Machine translation produces marginal accuracy rates for low-resource languages, but its deep learning model expects to yield improved accuracy with time. This longitudinal study investigates how Google Translate's Urdu-to-English translated output has evolved between 2018 and 2021. Accuracy and acceptability of the translations have been determined by, a) an interlinear gloss that identifies core semantic units and grammatical functions to be translated and, b) a descriptive comparison of the translated text's syntactic and semantic properties with those of the source text. Overall, despite a 50 % error rate that persists over the three-year interval, the research reports significant improvement in the overall intelligibility of the translations, in contrast to initial results from 2018, which exhibited rampant non-localized errors. Working backwards from instances of errors to morphosyntactic and semantic patterns underlying them, the study concludes that the pro-drop feature of Urdu, Urdu's case-marking system, identification of clause boundaries, polysemous terms, and orthographically similar words pose the greatest difficulty in neural machine translation. These results point to the need for incorporating syntactic information in training data.

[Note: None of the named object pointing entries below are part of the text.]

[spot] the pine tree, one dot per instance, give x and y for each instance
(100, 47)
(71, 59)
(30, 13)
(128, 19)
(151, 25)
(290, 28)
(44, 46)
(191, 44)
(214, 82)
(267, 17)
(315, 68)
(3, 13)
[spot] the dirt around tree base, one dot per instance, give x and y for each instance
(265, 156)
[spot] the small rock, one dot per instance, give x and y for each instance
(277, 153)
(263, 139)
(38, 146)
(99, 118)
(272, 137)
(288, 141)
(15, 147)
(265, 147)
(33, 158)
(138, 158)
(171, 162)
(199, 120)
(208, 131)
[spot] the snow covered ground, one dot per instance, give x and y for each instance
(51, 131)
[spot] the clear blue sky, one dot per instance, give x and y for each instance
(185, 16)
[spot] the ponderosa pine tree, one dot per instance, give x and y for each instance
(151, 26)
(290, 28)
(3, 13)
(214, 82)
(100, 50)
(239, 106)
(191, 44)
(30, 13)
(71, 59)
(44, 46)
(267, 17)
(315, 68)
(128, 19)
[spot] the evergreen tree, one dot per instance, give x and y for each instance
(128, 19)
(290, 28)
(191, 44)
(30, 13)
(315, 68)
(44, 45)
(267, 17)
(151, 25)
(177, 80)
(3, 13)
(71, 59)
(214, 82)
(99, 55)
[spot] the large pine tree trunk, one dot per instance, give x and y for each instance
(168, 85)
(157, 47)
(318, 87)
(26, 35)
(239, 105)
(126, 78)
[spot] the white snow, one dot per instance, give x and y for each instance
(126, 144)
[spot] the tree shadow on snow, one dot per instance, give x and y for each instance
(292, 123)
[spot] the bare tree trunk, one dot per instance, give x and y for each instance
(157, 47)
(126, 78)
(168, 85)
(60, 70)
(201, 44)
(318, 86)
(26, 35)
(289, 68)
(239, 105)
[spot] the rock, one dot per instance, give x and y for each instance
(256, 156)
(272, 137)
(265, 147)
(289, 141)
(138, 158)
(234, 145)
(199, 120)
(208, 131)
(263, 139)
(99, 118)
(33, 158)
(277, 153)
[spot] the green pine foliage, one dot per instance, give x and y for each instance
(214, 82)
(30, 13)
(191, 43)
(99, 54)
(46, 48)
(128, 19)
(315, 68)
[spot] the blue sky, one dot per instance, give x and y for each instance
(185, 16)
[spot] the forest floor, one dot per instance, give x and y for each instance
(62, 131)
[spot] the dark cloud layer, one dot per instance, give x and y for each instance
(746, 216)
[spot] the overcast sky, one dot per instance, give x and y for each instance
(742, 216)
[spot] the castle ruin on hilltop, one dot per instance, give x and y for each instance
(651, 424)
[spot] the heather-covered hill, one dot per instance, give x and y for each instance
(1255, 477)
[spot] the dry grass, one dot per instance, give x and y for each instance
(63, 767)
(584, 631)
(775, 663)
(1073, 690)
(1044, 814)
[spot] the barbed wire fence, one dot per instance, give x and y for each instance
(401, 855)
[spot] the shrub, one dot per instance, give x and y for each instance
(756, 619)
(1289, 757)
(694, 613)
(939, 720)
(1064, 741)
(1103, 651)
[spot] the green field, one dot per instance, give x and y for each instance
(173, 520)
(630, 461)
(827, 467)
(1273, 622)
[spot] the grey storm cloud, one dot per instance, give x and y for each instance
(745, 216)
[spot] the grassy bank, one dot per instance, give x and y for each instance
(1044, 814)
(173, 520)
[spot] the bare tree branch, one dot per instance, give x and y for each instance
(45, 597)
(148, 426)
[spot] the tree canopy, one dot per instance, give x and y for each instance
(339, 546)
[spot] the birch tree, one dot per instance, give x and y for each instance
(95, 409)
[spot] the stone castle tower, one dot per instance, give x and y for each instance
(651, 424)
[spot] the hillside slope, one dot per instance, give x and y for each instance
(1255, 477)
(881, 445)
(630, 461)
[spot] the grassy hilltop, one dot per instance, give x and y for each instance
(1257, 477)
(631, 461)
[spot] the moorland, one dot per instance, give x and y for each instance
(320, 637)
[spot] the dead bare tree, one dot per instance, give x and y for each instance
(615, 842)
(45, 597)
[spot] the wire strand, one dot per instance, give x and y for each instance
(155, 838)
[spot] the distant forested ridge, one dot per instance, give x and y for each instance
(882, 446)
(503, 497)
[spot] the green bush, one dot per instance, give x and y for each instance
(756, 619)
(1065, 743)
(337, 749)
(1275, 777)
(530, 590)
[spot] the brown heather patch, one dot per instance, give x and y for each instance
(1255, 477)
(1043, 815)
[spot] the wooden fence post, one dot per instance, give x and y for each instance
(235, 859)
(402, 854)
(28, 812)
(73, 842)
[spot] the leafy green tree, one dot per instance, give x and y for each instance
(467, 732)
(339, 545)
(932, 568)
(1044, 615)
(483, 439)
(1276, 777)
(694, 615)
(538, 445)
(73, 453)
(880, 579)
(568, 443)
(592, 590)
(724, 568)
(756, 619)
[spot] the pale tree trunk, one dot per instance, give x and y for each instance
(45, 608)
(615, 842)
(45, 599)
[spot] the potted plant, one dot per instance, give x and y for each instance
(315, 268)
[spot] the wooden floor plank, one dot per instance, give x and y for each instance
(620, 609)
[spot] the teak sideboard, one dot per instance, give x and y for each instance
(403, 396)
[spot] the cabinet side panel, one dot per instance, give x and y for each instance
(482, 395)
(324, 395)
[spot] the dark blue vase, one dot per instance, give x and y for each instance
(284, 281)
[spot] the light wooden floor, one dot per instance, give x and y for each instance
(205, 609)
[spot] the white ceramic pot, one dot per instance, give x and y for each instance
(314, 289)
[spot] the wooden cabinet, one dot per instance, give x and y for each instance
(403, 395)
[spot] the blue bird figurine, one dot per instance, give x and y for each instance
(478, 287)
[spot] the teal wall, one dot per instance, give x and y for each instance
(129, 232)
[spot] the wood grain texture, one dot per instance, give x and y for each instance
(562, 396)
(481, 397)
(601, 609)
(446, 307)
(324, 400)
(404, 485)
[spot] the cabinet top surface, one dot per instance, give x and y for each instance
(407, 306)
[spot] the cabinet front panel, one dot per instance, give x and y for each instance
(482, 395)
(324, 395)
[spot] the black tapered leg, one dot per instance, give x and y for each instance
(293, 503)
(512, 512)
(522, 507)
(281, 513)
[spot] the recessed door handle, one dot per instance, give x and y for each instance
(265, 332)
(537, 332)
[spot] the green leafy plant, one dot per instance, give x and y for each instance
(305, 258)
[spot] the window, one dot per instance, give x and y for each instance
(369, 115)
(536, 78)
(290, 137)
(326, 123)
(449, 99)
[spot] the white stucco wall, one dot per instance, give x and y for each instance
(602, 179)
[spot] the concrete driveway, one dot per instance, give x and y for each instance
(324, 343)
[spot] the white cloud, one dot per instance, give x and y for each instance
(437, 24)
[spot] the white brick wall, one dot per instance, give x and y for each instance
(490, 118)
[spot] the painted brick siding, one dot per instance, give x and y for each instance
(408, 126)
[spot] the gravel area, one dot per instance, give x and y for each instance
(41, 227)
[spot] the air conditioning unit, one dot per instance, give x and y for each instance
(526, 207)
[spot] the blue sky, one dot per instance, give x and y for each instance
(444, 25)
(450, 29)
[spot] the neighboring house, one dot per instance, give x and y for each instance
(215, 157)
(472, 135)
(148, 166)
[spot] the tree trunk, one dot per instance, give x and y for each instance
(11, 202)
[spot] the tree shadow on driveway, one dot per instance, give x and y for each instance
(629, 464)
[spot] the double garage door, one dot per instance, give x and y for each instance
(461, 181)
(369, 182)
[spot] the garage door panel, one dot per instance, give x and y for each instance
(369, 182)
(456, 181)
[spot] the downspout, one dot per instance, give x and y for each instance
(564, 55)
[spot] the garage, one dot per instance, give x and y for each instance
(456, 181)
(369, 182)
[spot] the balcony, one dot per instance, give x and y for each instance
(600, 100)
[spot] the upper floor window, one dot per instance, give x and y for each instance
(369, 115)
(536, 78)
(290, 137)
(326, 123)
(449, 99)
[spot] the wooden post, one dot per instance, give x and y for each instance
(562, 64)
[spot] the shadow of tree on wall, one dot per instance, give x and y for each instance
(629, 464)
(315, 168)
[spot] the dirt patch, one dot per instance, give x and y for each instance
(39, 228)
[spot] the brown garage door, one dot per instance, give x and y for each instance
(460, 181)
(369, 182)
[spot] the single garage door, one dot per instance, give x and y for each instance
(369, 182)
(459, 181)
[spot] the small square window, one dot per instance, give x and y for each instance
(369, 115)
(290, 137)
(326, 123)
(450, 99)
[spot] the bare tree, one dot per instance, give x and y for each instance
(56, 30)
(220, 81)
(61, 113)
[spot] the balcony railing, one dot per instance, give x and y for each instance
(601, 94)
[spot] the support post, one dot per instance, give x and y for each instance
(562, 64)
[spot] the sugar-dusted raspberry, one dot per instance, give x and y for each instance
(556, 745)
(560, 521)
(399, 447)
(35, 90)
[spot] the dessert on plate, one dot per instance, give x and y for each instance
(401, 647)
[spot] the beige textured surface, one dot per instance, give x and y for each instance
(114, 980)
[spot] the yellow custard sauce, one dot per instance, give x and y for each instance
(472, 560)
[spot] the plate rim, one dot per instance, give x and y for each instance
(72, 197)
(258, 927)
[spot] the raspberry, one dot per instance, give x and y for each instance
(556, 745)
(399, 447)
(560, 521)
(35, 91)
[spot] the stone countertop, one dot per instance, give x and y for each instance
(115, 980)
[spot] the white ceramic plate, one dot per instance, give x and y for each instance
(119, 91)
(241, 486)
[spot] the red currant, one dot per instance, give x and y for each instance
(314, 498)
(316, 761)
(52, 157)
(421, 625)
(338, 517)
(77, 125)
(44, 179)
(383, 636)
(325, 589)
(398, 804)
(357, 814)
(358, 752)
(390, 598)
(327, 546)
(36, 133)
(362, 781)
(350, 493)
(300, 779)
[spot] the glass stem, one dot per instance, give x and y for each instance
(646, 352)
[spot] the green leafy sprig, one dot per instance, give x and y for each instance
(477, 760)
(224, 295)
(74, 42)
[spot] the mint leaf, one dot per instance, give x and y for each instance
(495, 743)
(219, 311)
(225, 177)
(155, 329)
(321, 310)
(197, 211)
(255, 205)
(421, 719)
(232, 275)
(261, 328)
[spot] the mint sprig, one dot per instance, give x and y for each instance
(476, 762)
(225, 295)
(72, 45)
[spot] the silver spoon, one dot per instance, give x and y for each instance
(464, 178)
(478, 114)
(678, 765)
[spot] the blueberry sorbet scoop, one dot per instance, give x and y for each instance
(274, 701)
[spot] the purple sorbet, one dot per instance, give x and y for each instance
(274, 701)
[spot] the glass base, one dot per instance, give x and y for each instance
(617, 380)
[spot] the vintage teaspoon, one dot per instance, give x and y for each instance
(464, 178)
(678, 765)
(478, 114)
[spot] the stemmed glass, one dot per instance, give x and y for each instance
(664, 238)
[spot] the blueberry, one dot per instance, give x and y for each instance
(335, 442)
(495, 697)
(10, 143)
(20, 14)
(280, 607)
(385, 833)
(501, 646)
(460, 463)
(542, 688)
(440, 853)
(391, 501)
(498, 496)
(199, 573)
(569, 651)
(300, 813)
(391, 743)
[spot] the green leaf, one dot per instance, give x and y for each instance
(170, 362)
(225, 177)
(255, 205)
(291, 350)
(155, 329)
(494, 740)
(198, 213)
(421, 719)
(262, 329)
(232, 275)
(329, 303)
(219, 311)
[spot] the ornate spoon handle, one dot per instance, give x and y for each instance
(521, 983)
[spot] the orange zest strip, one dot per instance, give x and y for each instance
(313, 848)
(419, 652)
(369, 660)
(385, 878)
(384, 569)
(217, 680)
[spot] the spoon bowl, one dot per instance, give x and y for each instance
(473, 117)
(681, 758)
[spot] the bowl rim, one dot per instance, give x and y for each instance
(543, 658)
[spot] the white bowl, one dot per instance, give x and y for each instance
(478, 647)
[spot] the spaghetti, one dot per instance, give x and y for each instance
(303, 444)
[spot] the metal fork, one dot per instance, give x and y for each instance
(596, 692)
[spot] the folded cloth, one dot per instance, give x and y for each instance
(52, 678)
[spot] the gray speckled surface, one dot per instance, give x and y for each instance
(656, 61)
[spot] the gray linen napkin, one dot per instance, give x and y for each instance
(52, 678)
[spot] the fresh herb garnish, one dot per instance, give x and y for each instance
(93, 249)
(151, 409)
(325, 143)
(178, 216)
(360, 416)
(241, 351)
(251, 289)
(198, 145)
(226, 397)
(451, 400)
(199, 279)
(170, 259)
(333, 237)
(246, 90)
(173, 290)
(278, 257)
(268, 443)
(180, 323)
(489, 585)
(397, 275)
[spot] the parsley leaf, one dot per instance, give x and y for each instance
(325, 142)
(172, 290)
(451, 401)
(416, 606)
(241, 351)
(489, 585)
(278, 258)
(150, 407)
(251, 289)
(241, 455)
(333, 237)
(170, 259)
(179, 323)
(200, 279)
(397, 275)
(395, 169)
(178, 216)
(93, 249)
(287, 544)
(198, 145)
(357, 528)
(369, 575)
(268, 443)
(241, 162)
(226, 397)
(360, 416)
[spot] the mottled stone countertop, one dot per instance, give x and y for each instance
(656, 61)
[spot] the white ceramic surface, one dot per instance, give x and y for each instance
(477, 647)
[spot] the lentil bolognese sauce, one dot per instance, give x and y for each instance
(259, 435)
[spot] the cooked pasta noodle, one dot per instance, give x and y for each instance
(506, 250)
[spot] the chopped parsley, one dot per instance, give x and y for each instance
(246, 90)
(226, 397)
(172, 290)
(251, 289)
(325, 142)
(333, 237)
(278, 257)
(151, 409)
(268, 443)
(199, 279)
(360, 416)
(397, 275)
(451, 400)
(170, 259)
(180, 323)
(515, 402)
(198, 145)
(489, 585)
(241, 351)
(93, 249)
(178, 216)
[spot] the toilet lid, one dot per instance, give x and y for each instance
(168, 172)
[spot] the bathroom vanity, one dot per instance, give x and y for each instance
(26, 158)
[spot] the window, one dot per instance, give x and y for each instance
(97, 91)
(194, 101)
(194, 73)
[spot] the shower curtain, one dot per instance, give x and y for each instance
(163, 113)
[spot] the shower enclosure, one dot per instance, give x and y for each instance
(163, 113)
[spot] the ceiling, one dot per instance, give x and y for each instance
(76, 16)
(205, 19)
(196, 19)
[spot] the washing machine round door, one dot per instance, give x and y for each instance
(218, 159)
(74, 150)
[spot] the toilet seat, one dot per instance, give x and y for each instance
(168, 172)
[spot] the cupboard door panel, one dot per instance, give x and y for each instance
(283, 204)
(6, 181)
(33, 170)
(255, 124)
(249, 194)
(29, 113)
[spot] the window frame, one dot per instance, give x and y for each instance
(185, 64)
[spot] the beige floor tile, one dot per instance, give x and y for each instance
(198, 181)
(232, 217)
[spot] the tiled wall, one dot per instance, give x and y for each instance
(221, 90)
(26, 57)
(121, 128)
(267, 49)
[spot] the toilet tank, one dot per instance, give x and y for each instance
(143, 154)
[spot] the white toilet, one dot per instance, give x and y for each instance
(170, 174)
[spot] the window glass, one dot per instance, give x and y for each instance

机器翻译对于低资源语言的准确率较低,但其深度学习模型有望随着时间推移提高准确率。这项纵向研究调查了谷歌翻译在2018年至2021年期间乌尔都语到英语的翻译输出是如何演变的。翻译的准确性和可接受性由以下因素决定:a)一种逐行注释,用于识别要翻译的核心语义单元和语法功能;b)将翻译文本的句法和语义属性与源文本的句法和语义属性进行描述性比较。总体而言,尽管在三年期间错误率一直保持在50%,但与2018年的初步结果相比,该研究报告称翻译的整体可理解性有了显著提高,2018年的初步结果显示存在大量未本地化的错误。从错误实例追溯到其背后的形态句法和语义模式,该研究得出结论,乌尔都语的代词脱落特征、乌尔都语的格标记系统、子句边界的识别、多义词以及拼写相似的单词在神经机器翻译中构成了最大的困难。这些结果表明在训练数据中纳入句法信息的必要性。